The White House Office of National Drug Control Policy announced Tuesday that Olmsted County would join more than three dozen regions across the country as a High Intensity Drug Trafficking Area.

HIDTA was created by Congress with the Anti-Drug Abuse Act of 1988 and provides assistance to federal, state, local, and tribal law enforcement agencies operating in areas determined to be critical drug-trafficking regions of the United States, according to the Office of National Drug Control Policy. In addition to Olmsted County's new designation, St. Louis County in Minnesota also joined the North Central HIDTA program. Eleven other counties in 11 states also received the HIDTA designation. According to the news release, 2018 marked the first establishment of a new HIDTA program in 17 years.

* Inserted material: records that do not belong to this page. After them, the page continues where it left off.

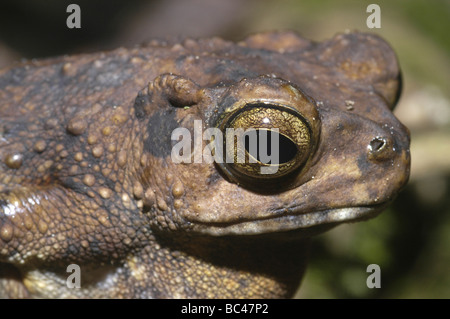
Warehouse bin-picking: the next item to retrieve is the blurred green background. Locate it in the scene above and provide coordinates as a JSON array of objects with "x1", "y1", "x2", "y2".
[{"x1": 0, "y1": 0, "x2": 450, "y2": 298}]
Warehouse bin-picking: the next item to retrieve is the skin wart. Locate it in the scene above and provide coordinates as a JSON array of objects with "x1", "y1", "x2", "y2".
[{"x1": 0, "y1": 32, "x2": 410, "y2": 298}]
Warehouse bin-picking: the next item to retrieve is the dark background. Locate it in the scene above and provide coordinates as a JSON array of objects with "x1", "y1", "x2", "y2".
[{"x1": 0, "y1": 0, "x2": 450, "y2": 298}]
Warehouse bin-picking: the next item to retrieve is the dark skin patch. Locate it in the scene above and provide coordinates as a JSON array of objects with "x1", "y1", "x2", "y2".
[{"x1": 144, "y1": 109, "x2": 180, "y2": 157}]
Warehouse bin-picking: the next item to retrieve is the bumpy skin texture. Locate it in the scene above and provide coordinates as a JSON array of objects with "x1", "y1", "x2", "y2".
[{"x1": 0, "y1": 32, "x2": 409, "y2": 298}]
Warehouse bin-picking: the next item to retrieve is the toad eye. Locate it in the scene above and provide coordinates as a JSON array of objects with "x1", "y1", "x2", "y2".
[{"x1": 219, "y1": 103, "x2": 314, "y2": 181}]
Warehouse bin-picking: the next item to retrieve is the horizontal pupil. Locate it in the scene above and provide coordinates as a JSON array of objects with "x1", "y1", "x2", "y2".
[{"x1": 245, "y1": 129, "x2": 297, "y2": 164}]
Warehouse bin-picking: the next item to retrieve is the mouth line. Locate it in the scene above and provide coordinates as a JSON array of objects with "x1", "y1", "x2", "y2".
[{"x1": 193, "y1": 201, "x2": 389, "y2": 236}]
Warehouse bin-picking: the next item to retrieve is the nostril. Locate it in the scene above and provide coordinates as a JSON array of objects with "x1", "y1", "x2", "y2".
[
  {"x1": 367, "y1": 136, "x2": 395, "y2": 161},
  {"x1": 369, "y1": 136, "x2": 386, "y2": 153}
]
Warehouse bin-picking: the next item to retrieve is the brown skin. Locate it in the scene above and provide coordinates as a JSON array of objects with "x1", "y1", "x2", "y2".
[{"x1": 0, "y1": 32, "x2": 410, "y2": 298}]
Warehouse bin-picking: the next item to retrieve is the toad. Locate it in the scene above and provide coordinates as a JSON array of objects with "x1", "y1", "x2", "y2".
[{"x1": 0, "y1": 32, "x2": 410, "y2": 298}]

"We are excited for this opportunity and the confidence the Office of National Drug Control Policy (ONDCP) has in us with this designation but disappointed at the same time," Sheriff Kevin Torgerson wrote in an email. "Excited because this will allow us to do more of the work we are tasked to do in keeping our communities safer. But saddened because this validates the huge illegal drug addiction and use/abuse problem we have locally. So many families are being torn apart every day by overdose, thefts, burglaries, domestic abuse, sexual abuse, assaults of all kinds and shootings due specifically to the narcotics and illegal prescription drugs in our society."

To be designated as a High Intensity Drug Trafficking Area, an area must be determined to be a significant center of illegal drug production, manufacturing, importation, or distribution and that the law enforcement agencies in that area have committed resources to respond aggressively to the drug trafficking problem in the area.

Areas seeking the designation must also demonstrate that drug-related activities in the area are having a significant harmful impact in the area and in other areas of the country and that a significant increase in allocation of federal resources is necessary to respond adequately to drug-related activities in the area.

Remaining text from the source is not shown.